After having confirmed the effective expression of ΦC31 integrase, we applied the ChIP-Seq method to uncover the global map of ΦC31 integrase binding sites. A total of 6740 binding sites were identified to be significantly enriched ΦC31 integrase binding regions in the MDBK cell genome. This study is the first of its kind to uncover the global map of binding sites for ΦC31 integrase in the bovine genome. By analyzing genomic DNA sequences, we identified a highly significant sequence motif among the binding sites. This motif contains inverted repeats and has similarities to wild-type attP site. We also have found that these sites contain repetitive DNA. These results strongly suggest that there are sequence characteristics that define pseudo attP sites in the bovine genome, and that the recognition of these sequences is an important feature of site-specific ΦC31 integrase activity in MDBK cell. Repetitive elements are presumably recognized as a suitable substitute for attP sequences.
Through GO analysis, the most significant GO terms of these genes around the ΦC31 integrase binding sites were “regulation of GTPase activity” in the GO category of biological process, “metal ion transmembrane transporter activity” in the GO category of molecular function, and “membrane region” in the GO category of cellular component. Using KEGG pathway analysis with KOBAS, we found that the genes located in the core significant pathways were associated with “cGMP-PKG signaling pathway” and “Focal adhesion”. These results may explain why the ΦC31 integrase does not necessitate external energy and cofactors as it is able to catalyze the metabolism of energy and microelement pathways. Maybe this hypothesis is wrong because we didn’t have enough direct evidences. Also we don’t know what influence will happen to the location genes expression if a foreign gene is integrated nearby by ΦC31 integrase.The present study has some limitations since we analyzed only a single ChIP-Seq dataset without animal in vivo experimental validation following ChIP-Seq. However, due to the fact that the engineered cells were well characterized and the ChIP-Seq results were validated by real time PCR, it is probable that sequences obtained here are potential ΦC31 integrase target binding sites. This time, our purpose was to validate that the ChIP-seq method can be used to uncover the global binding sites by phiC31 integrase and next time we will take some strategies to optimize our selecting system, in order to get rid of the random binding sites of phiC31 integrase in the bovine genome.

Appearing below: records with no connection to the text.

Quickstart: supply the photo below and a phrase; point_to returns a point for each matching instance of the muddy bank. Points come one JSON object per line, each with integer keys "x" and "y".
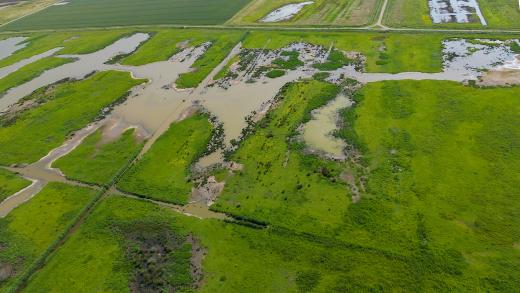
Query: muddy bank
{"x": 285, "y": 12}
{"x": 10, "y": 45}
{"x": 84, "y": 65}
{"x": 318, "y": 133}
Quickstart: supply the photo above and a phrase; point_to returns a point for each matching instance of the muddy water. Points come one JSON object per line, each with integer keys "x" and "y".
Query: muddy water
{"x": 318, "y": 132}
{"x": 20, "y": 197}
{"x": 12, "y": 68}
{"x": 285, "y": 12}
{"x": 79, "y": 69}
{"x": 11, "y": 45}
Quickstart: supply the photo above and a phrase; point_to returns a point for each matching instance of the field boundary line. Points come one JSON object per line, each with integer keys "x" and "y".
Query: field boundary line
{"x": 31, "y": 13}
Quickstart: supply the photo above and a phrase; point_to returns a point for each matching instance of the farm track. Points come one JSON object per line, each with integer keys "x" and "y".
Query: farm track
{"x": 370, "y": 28}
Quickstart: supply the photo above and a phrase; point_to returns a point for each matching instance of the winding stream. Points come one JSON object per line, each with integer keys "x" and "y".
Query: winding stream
{"x": 153, "y": 106}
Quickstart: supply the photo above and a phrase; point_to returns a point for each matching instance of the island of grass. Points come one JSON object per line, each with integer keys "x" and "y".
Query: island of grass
{"x": 10, "y": 184}
{"x": 163, "y": 172}
{"x": 50, "y": 115}
{"x": 97, "y": 161}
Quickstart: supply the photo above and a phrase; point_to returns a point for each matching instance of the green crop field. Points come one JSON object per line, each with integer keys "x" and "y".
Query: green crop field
{"x": 503, "y": 14}
{"x": 100, "y": 13}
{"x": 319, "y": 13}
{"x": 97, "y": 161}
{"x": 10, "y": 184}
{"x": 164, "y": 170}
{"x": 423, "y": 198}
{"x": 28, "y": 231}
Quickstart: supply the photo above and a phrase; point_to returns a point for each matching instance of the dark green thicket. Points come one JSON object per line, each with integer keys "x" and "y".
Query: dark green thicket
{"x": 159, "y": 255}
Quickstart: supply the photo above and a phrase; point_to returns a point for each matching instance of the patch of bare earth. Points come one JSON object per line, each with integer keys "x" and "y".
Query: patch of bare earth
{"x": 500, "y": 78}
{"x": 197, "y": 256}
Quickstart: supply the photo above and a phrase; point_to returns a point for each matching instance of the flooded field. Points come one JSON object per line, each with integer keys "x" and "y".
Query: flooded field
{"x": 241, "y": 97}
{"x": 285, "y": 12}
{"x": 318, "y": 133}
{"x": 458, "y": 11}
{"x": 10, "y": 45}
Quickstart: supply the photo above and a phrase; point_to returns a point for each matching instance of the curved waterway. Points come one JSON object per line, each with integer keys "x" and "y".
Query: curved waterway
{"x": 318, "y": 132}
{"x": 84, "y": 65}
{"x": 11, "y": 45}
{"x": 153, "y": 106}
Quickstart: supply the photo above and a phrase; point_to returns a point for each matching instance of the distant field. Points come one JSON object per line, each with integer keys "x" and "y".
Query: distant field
{"x": 21, "y": 8}
{"x": 322, "y": 12}
{"x": 412, "y": 13}
{"x": 100, "y": 13}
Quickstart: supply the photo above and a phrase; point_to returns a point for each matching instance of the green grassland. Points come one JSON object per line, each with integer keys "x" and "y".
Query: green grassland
{"x": 239, "y": 259}
{"x": 385, "y": 52}
{"x": 221, "y": 44}
{"x": 68, "y": 107}
{"x": 99, "y": 13}
{"x": 10, "y": 184}
{"x": 163, "y": 171}
{"x": 72, "y": 43}
{"x": 320, "y": 13}
{"x": 29, "y": 72}
{"x": 99, "y": 162}
{"x": 28, "y": 231}
{"x": 499, "y": 14}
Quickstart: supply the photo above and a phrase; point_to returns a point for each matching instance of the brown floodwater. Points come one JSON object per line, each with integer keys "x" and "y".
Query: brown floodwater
{"x": 84, "y": 65}
{"x": 10, "y": 45}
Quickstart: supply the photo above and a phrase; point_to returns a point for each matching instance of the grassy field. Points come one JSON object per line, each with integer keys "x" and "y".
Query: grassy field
{"x": 99, "y": 13}
{"x": 10, "y": 184}
{"x": 385, "y": 52}
{"x": 97, "y": 161}
{"x": 503, "y": 14}
{"x": 321, "y": 12}
{"x": 163, "y": 172}
{"x": 29, "y": 72}
{"x": 310, "y": 198}
{"x": 221, "y": 44}
{"x": 72, "y": 43}
{"x": 277, "y": 261}
{"x": 28, "y": 231}
{"x": 68, "y": 107}
{"x": 22, "y": 8}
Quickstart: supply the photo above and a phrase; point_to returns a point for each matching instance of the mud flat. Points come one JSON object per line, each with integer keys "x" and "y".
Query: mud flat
{"x": 14, "y": 67}
{"x": 318, "y": 132}
{"x": 84, "y": 65}
{"x": 285, "y": 12}
{"x": 20, "y": 197}
{"x": 11, "y": 45}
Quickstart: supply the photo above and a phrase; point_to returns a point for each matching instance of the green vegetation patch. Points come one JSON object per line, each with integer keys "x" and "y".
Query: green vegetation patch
{"x": 30, "y": 229}
{"x": 289, "y": 60}
{"x": 28, "y": 135}
{"x": 97, "y": 161}
{"x": 30, "y": 71}
{"x": 163, "y": 172}
{"x": 408, "y": 52}
{"x": 275, "y": 73}
{"x": 311, "y": 198}
{"x": 444, "y": 161}
{"x": 143, "y": 248}
{"x": 221, "y": 45}
{"x": 100, "y": 13}
{"x": 335, "y": 60}
{"x": 72, "y": 43}
{"x": 11, "y": 184}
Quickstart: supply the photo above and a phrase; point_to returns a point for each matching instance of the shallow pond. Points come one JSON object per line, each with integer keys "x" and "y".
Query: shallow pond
{"x": 285, "y": 12}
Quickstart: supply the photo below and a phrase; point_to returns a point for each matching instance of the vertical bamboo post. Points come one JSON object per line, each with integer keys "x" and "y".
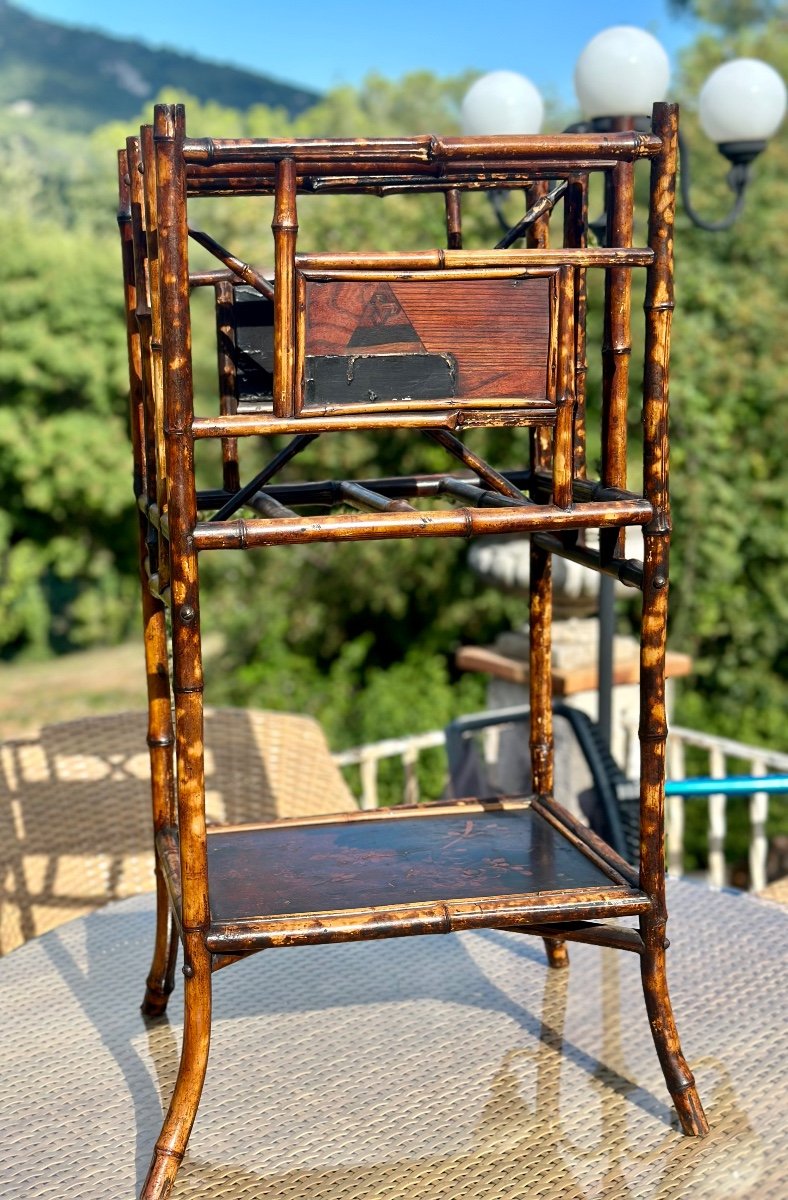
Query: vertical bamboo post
{"x": 540, "y": 670}
{"x": 617, "y": 339}
{"x": 154, "y": 268}
{"x": 563, "y": 437}
{"x": 537, "y": 238}
{"x": 143, "y": 319}
{"x": 176, "y": 354}
{"x": 160, "y": 732}
{"x": 617, "y": 348}
{"x": 286, "y": 228}
{"x": 656, "y": 535}
{"x": 453, "y": 219}
{"x": 227, "y": 379}
{"x": 575, "y": 234}
{"x": 653, "y": 729}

Our study uncovered a large set of ΦC31 integrase binding sites in the bovine genome and analysis the features of these binding sites. This method will help us to fully understand the mechanism of the site-specific integration function by phiC31 integrase and will potentially boost its genetic manipulations in both gene therapy and generation of transgenic animals.
The pCMV-Int plasmid harboring ΦC31 integrase was a kind gift of Prof. M. P. Calos (Stanford University School of Medicine, Stanford, USA). The plasmid pCMV-Int was amplified by PCR using specific forward (5-AAGCTTGGTACCGGTCCGGAATTCCC-3) and reverse (5-CTCGCTGGATCCGGGTGTCGCTAC-3) primers. After digestion by HindIII and xhoI restriction enzymes, the ΦC31 gene fragment was isolated from the PCR product and cloned into the recipient plasmid pcDNA3.1-neo digested by the same restriction enzymes after overnight connection at 16 °C to generate ΦC31 integrase eukaryotic expression vector pcDNA3.1-int-neo.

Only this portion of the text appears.